Al llegar a la estación de Sants, ya de noche, volvemos a montar rápidamente las bicis y nos ponemos rumbo al puerto. Aunque las grandes ciudades no nos gustan nada para ir en bicicleta, fuimos casi todo el rato por carril bici. Patinetes eléctricos, bicis urbanas de alquiler, más patinetes… ¿Cómo? ¿¿Eso es un tándem?? ¿¡Con alforjas!? 
No encanta el cicloturismo

En Bosa. ¡Viva el cicloturismo!

Al montar nuestras bicis en el ferry, vemos que ya hay unas cuántas en él, y por detrás de nosotros aún vienen varias personas más con las suyas, incluida la pareja del tándem. Nos sorprende que haya tanto cicloviajero, y tanto cicloviajero yendo a Cerdeña. El ambiente que se crea cuando nos cruzamos con otras personas viajando en bicicleta es curioso. Aunque no nos conocemos de nada, nos da la sensación de que pertenecemos a un mismo equipo. No podemos evitar saludarnos tímidamente, con una mirada cómplice, y con algunos incluso nos contamos la ruta que tenemos planeada, a ver si coincidiremos por el camino.

Calvario en el ferry

Eran más de las 11 de la noche, y por supuesto nosotros no teníamos ni camarote ni butaca. Tocaba buscar un hueco para pasar la noche. Nos dirigimos a la sala de estar, bastante grande con muchos sofás acolchados.
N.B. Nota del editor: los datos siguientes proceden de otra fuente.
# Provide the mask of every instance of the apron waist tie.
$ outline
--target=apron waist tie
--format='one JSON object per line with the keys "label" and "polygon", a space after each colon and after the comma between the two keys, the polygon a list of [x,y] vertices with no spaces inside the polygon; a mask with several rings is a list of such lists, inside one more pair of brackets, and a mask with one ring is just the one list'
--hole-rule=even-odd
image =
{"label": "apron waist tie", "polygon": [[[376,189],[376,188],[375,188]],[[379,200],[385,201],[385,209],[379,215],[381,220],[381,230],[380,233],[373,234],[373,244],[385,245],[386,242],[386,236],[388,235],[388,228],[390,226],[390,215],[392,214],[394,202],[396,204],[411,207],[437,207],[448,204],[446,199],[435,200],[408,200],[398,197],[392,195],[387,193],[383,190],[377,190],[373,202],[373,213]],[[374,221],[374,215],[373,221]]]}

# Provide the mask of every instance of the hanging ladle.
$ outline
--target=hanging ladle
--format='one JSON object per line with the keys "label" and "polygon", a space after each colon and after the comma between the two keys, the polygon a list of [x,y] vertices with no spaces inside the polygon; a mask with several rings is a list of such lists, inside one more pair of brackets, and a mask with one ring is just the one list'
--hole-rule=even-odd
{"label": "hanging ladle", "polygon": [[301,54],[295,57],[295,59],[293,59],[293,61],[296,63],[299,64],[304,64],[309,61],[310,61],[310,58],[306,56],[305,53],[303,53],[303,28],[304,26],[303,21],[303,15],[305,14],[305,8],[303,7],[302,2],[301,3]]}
Por suerte, la gran mayoría de los pasajeros tenían reservados sus camarotes, así que parece que no vamos a tener demasiados vecinos aquí roncando. Cuando ya nos íbamos a acomodar en un sofá en una esquina tranquila de la sala, se acerca un trabajador del barco y nos comunica que la sala está reservada para un grupo de 1600 estudiantes italianos para hacer una fiesta. ¿¡Cóóóóómo!? ¿¡1600!?
Un claro caso de “parecía que sí”. No había ningún lugar habilitado para que pudiéramos estar los que teníamos el billete básico. Sálvese quien pueda. Al final acabamos echando la esterilla y el saco en un rincón de la sala de butacas. La verdad es que hemos dormido en sitios mejores, pero bueno, no nos íbamos a poner tiquismiquis a estas alturas. Lo malo fue que justo al lado de nosotros estaba la puerta de los baños, lo que hizo que constantes portazos y ráfagas de luz acompañaran nuestros sueños. ¡Ay, qué calvario!
El sur de la isla no es muy fotogénico

Paisajes del sur de Cerdeña

A la mañana siguiente, a pesar de que habíamos dormido más bien regular, no nos costó largarnos de aquel lugar. Israel durmió peor que yo, que tengo un título profesional de “dormir en cualquier lugar del mundo”. Cada persona destaca por unas habilidades u otras, y ésta, sin duda, es una de mis grandes dones. Y muy útil cuando viajas 😉 
La travesía duró más de 12 horas, y llegamos al destino, Porto Torres, al mediodía. Sólo teníamos una hora y pico para llegar a la estación de trenes y empezar un trayecto de 4 horas, para cruzar toda la isla hasta Cagliari, una ciudad al sur de ésta, desde la cual por fin empezaríamos a pedalear. Estos traslados hasta el punto de inicio son los peores momentos; es cuando más estrés pasamos, por tener que ir de un lugar a otro en poco tiempo, y la verdad es que se hace largo. ¡Que queremos ir en bicicleta ya! 

 

 

Quizás vosotros también tengáis ganas de que hablemos de nuestro viaje en bicicleta, pero eso lo dejamos para el próximo post. Pero os adelantamos un detalle: la primera noche en ruta no acampamos, como teníamos previsto, sino que terminamos durmiendo en casa de una familia sarda 😀
¡Nos vemos en la próxima entrada!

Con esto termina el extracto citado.